[zeromq-dev] 0MQ/3.0, 0MQ/4.0 and 0MQ process

Martin Lucina martin at lucina.net
Sun Oct 30 23:48:08 CET 2011


All,

sustrik at 250bpm.com said:
> The question is whether to start with zeromq3-0 repo or libzmq repo. Are 
> there any technical considerations? The log seems go back to initial 
> version of 2.0 (summer 2009) in both repos.
> 
>  From social perspective libzmq has more watchers than 3-0, which may 
> make it preferable.

Martin Sustrik and I had a personal discussion (sitting in a room together)
about the technical side of things which I'll try to summarize here for the
benefit of everyone. 

Please note that this is not any kind of endorsement from my side on what
should be done, Martin merely asked for technical advice. My views on this
topic are well known so I'll stay out of the process/politics, watch the
flames, and help Martin implement whatever is decided upon.
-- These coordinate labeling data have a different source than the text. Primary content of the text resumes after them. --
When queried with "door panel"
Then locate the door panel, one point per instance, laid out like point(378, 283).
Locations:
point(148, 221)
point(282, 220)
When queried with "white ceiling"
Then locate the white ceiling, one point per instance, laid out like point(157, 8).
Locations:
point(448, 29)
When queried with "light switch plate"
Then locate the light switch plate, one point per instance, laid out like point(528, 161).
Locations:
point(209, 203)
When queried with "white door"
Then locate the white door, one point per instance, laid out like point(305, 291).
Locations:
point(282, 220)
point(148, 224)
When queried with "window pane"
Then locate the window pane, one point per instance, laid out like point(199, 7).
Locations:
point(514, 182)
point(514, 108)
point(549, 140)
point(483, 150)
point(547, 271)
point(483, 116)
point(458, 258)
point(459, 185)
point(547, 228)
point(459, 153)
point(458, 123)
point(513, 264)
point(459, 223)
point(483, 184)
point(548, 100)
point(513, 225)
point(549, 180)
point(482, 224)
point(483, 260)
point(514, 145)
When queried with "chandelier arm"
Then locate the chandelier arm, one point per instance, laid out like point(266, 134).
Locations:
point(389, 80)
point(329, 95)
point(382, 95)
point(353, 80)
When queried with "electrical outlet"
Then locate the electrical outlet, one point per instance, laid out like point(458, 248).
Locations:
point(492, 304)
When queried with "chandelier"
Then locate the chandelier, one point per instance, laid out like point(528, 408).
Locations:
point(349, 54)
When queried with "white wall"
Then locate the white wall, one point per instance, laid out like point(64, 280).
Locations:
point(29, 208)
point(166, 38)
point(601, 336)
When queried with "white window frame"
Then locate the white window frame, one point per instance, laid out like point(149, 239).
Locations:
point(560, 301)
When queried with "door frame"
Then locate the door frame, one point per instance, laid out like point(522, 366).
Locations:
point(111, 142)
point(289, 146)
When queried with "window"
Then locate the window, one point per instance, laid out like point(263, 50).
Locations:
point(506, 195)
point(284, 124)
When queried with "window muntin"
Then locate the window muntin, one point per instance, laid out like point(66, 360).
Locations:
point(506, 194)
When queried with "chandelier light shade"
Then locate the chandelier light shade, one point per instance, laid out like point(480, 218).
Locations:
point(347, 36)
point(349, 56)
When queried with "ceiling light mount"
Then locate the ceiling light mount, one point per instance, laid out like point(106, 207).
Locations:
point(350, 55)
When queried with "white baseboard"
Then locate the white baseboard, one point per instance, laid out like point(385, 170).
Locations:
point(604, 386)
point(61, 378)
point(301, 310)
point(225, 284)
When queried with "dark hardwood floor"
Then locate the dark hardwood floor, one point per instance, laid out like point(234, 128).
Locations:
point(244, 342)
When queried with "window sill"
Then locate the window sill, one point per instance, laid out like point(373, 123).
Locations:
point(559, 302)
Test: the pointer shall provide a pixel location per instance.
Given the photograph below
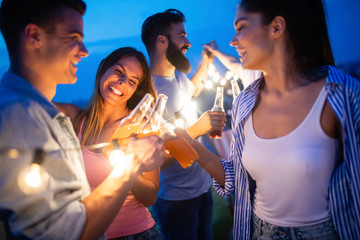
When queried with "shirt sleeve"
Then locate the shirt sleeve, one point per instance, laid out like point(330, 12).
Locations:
point(55, 213)
point(228, 189)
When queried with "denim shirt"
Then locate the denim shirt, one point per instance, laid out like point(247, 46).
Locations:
point(344, 186)
point(29, 121)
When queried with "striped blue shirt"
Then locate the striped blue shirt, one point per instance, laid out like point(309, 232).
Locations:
point(344, 187)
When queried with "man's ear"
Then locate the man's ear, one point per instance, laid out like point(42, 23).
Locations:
point(162, 41)
point(278, 27)
point(34, 35)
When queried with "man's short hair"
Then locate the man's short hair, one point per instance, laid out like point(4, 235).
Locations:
point(159, 24)
point(16, 14)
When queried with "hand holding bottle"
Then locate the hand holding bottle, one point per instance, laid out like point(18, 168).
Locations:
point(218, 107)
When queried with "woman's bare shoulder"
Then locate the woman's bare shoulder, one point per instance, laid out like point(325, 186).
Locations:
point(68, 109)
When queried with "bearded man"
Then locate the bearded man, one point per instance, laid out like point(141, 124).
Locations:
point(184, 206)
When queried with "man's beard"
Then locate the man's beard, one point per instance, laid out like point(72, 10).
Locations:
point(177, 59)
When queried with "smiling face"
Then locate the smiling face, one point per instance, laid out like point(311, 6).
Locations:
point(64, 48)
point(120, 81)
point(177, 47)
point(252, 40)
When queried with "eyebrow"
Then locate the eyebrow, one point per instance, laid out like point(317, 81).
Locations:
point(239, 20)
point(125, 71)
point(182, 32)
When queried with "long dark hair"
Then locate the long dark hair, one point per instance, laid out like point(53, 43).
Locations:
point(93, 112)
point(308, 38)
point(159, 24)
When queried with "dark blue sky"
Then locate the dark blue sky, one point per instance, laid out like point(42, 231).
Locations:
point(110, 24)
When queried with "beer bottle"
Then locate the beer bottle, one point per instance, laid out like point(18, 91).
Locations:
point(218, 107)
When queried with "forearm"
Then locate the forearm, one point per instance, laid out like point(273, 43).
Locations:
point(230, 62)
point(168, 161)
point(104, 202)
point(193, 131)
point(200, 75)
point(146, 188)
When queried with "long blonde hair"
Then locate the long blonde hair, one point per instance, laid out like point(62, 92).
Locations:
point(92, 116)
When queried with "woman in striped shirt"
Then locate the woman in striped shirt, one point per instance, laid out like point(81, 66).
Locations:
point(294, 164)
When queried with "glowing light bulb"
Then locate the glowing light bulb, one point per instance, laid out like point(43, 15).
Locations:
point(208, 84)
point(228, 75)
point(180, 123)
point(34, 178)
point(192, 105)
point(211, 70)
point(216, 77)
point(119, 160)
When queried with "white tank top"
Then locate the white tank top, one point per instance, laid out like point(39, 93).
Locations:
point(292, 173)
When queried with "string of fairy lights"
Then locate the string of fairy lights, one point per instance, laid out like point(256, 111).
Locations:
point(213, 80)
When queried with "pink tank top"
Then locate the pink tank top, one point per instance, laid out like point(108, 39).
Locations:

Martin would like to get the zeromq/libzmq repository (since this is
considered canonical by most people) into a clean state where:

1) zeromq/libzmq/master is the currently released version (3.x)
2) experimental work (most of "4.0") which has broad community support and
   which is actually expected to land in a future release can be shared
   with the wider community on topic branches off master in the
   zeromq/libzmq repository
3) experimental work which is raw or of a more one-off nature should live
   in individual developers forks of libzmq, *not* in zeromq.org/libzmq.
   That includes Martin's own experiments.
4) ideally, though maybe not at the same time, and maybe not technically
   feasible, 2.x should also live as a branch off libzmq.
5) Martin would like to continue using signed-patch-to-ML as the preferred
   way of accepting contributions, but would also like to explore the use
   of pull requests, *however* this must be done in a way that is
   transparent to the entire developer community which AFAICT rules out
   the Github interface (see below).

How can we achieve the above technically with least pain for people? 
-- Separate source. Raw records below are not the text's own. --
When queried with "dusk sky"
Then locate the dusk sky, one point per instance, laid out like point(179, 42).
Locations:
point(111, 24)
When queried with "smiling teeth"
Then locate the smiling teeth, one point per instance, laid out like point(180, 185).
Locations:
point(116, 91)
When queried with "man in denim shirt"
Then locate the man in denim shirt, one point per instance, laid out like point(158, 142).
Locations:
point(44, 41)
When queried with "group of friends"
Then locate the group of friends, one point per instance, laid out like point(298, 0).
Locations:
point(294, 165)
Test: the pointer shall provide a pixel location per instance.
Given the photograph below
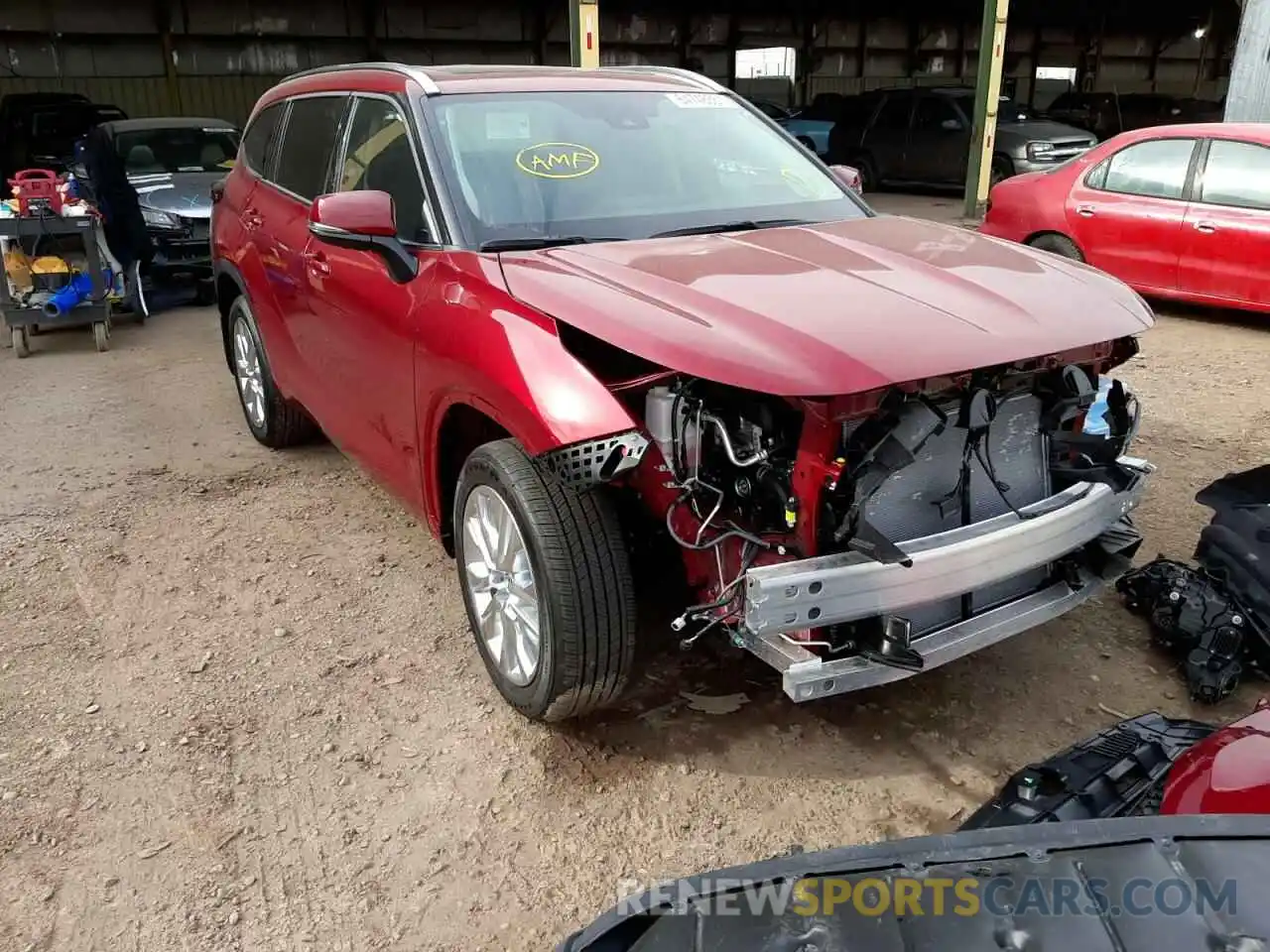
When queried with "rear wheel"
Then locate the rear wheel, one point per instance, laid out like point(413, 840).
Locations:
point(548, 585)
point(867, 171)
point(273, 420)
point(1060, 245)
libzmq master has the most "correct" history and continuity so
one option would be to *delete* every commit post 3.0, and then apply any
3.x backports. However, this cannot be done without rewriting history which
results in pain for every fork and would probably also mean the repo must
be deleted and recreated on Github.

A less painful solution would be to revert all 4.0 experimental work (i.e.
the full commits, using git-revert), thus getting libzmq back to 3.0, and
then put the relevant 4.x work which fits under point 2) above on topic
branches and anything leftover falls under point 3).

This still leaves open the question of what to do about 2.x, if anything.
Suggestions welcome; if libzmq still has the original 2.x "stable" branch
present in it then it's possible that could be updated by hand to match
zeromq/zeromq2-1.

A couple more points:

Regarding pull requests vs. patches. Martin's main problem with the Github
interface to pull requests is that it is not transparent to the entire
community. One way to make that work is to go back to Linus Torvalds'
original idea of what a pull request is:

 - A pull request is simply an email to the project mailing list, asking
   the maintainer to please pull all commits from branch X of repository Y.
   It is assumed that such a branch is effectively a topic branch, and has
   been rebased to merge cleanly against the current master.

Martin, I think that's all, please expand/correct/denounce whatever I got
wrong...

Any Git experts in the audience please comment.